Yeni gelen adam pittbull benzeri yüzleri olan bir çiftin oturduğu masaya doğru yürüdü.
“Yıldız kazasına tanık olan adamı arıyorum. Bana onu burada bulabileceğim söylendi,” diye söze başladı adam.
“Yıldız kazasının olduğu yer daha yedi mil güneyde,” diye cevap verdi koca ileriyi işaret ederken.
“Ben kaza yerini sormadım… Olaya tanık olan adamı sordum,” dedi yeni gelen adam korkutucu bir ses tonuyla.
“Bu durumda gerçekten hiçbir fikrimiz yok haha… tüm kasaba buna tanık oldu,” dedi adam gergin bir şekilde gülerek.
“Bunun yeterince görünür olduğunun farkındayım. Herkes oraya varmadan önce bölgede ilk bulunan adamı soruyorum,” diye tekrarladı yeni gelen adam.
“Bu olmalı…” Kocası tam cevap verecekti ki karısı araya girdi.
“Ondan ne istiyorsun?” Kadın sorguladı.
“Sadece birkaç sorum var. Fazla bir şey değil. Şimdi cevap verin,” diye yanıtladı yeni gelen adam.
“Onun kim olduğunu bilmiyoruz.” Kadın yemeğine devam etmeden önce başını salladı.
Kocası da omuzlarını silkti ve yemeğini yemeye devam etti.
“Onun kim olduğunu bilmiyor musun?” Yeni gelen adam gitmek üzereymiş gibi arkasını döndü.
Birdenbire…
Fwwhii~
Ceketinin sol tarafına uzandı ve hızla arkasına dönerken iki fit uzunluğunda, tabanı parlayan kırmızı bir silah çıkardı.
Bam!
Karısının yüzünü masaya çarparken silahının ucunu ensesine yerleştirdi.
Nefes nefese~
Herkes şok olmuş ifadelerle bu sahneye tanık olurken, tüm mekân aniden kargaşaya gömüldü.
“Ne oluyor be?! Bırak beni…” Kocası hiç düşünmeden ileri atıldı.
Bang!
Yeni gelen adam sol yumruğunun arkasını kocanın yüzüne doğru savurdu ve onu yere düşürdü.
“Dexter!” Kadının boğuk sesi çığlığını gizlemekte pek başarılı olamadı. Kadın kendini kurtarmak için çabaladı ama adam onu olduğu yerde tutarak kaçmasına fırsat vermedi.
“Sabrımı sınama… Bana adamın nerede olduğunu söylemeye hazır mısın?” Gözlüklü adam soğuk bir ses tonuyla sordu.
“Hey ayak takımı, ne yaptığını sanıyorsun sen?” Arkadan bir ses duyuldu.
Bu ses Dildier’den geliyordu. O ayağa kalkar kalkmaz, serseri grubunun geri kalanı da ayağa kalktı. On tanesi de masanın önüne gelene kadar ileri doğru adım attı.
“Kimsenin zarar görmesine gerek yok, bana bir cevap versin, gitmesine izin vereceğim,” diye seslendi gözlüklü adam.
“Ailen sana görgü kurallarını öğretmekte başarısız olmuş olmalı güzel çocuk. Etrafta öylece dolaşıp o şeyi insanlara doğrultamazsın,” diye karşılık verdi Dildier gözle görülür bir kızgınlıkla.
“Ona biraz terbiye öğretelim patron haha,” diye seslendi gruptan biri.

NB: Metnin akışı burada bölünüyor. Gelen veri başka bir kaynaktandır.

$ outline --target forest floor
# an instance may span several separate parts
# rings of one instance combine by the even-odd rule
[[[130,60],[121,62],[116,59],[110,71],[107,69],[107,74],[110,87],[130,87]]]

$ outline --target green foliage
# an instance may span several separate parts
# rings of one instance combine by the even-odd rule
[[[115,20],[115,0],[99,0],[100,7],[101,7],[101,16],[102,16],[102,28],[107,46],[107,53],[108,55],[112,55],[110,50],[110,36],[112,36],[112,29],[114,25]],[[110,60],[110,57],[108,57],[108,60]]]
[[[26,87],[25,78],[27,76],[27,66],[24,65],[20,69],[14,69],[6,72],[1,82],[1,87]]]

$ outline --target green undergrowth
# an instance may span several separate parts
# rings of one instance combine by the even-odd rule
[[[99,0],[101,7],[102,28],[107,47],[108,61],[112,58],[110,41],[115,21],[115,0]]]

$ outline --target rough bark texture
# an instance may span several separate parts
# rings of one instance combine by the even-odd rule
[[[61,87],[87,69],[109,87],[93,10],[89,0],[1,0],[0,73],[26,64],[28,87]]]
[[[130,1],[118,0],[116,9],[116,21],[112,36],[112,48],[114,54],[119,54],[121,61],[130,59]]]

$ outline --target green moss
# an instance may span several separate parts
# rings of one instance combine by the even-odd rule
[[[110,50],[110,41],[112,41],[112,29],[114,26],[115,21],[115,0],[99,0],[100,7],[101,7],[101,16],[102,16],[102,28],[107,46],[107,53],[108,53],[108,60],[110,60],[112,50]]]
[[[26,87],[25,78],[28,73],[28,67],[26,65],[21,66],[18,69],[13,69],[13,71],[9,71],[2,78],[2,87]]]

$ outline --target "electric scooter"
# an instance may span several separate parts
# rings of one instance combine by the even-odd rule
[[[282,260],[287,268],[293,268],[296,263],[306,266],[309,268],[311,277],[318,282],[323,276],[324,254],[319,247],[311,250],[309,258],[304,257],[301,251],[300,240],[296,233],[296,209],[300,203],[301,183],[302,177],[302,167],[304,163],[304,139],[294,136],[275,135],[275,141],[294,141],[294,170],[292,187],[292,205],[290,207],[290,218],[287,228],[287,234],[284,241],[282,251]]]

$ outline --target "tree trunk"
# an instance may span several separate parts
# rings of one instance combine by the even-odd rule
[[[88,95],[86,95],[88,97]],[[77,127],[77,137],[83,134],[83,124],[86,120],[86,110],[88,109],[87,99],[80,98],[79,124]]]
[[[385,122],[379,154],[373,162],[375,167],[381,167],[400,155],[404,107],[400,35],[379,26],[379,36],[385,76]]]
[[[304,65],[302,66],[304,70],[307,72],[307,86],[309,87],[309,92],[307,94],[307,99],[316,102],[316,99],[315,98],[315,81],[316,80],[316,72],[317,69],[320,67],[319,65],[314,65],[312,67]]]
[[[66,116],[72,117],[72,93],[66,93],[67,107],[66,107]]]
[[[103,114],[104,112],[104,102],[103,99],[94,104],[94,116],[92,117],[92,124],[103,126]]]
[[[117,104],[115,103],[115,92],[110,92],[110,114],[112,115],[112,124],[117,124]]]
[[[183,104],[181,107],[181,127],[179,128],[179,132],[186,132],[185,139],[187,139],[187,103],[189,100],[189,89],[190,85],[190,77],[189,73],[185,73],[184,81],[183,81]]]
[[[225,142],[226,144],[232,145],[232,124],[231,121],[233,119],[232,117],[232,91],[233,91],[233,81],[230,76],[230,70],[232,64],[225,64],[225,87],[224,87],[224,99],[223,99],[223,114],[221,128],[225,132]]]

Bir diğeri, “Despar haklısın ama tazminat olarak ceketini alacağım,” dedi.
“Dovstar onu alabilirsin. Şu parlak güneş gözlüklerine dikkat diyorum.” Despar sivri bıyıklarını ovuştururken bir suçlu gibi kıkırdadı.
“Oi oi oi şimdi siz benden önce tüm iyi ganimetleri almaya mı çalışıyorsunuz?” Eski püskü görünümlü, yeşil afro saçlı biri şöyle dedi.
Bu sahne yaşanırken İhtiyar Shin tezgâhın arkasında durmuş, sakin bir ifadeyle cam bardağını temizliyordu.
“Sizi aptallar. Eğer cevabımı alırsam bu iş şiddete başvurmadan bitebilir. Bu kişinin beynini uçurduğumda, kanı ellerinize bulaşacak,” dedi gözlüklü adam ve parmağını umursamaz bir ses tonuyla tetiğe yerleştirdi.
Twwiiihhh~
Metal bir çubuk aniden ileri fırlatıldı.
Bam!
Adamın elindeki silaha çarparak öne doğru düşmesine ve birkaç metre boyunca yerde kaymasına neden oldu.
“Yakalayın onu!” Dildier emretti.
“Yaaahhh!” Grup, adam silahını kaybeder kaybetmez hain niyetlerle hemen saldırıya geçti.
“Aptallar!” Gözlüklü adam, bunca zamandır korkudan titreyen karısını bıraktı ve gelen grupla yüzleşmek için döndü.
Swwiihhh~
Yüzüne ilk yaklaşanı yakaladı ve grup üyesini ileri doğru çekti.
Bang!
Grup üyesinin göğsüne çarpan bir tekme, gözlüklü adam ve grup üyesi geriye doğru düşerken acı içinde tükürmesine neden oldu.
Gözlüklü adam yana doğru yuvarlandı ve birden fazla ayak onu yerdeyken ezmeye çalıştı.
Sweeeiiiii~
Sağ ayağını yukarı doğru iterken, bacağı adamlardan birinin kutsal mücevherlerine çarptı.
“Ughhhhh! Taşaklarım!” Dizlerinin üzerine düşmeden önce acı içinde uludu.
Bang!
Gözlüklü adam yüzüne bir yumruk atarak barbarın ağzından bir dişin fırlamasına neden oldu.
O anda, bir tekme öne doğru fırladı ama gözlüklü adam yüzünü korumak için sol elini zamanında kaldırmayı başardı.
Ancak, tekmenin gücü o kadar kuvvetliydi ki, tüm vücudu yoğun bir şekilde sağa doğru kaymaya başladı.
Bang!
Masalardan birine çarparak masayı yerle bir etti.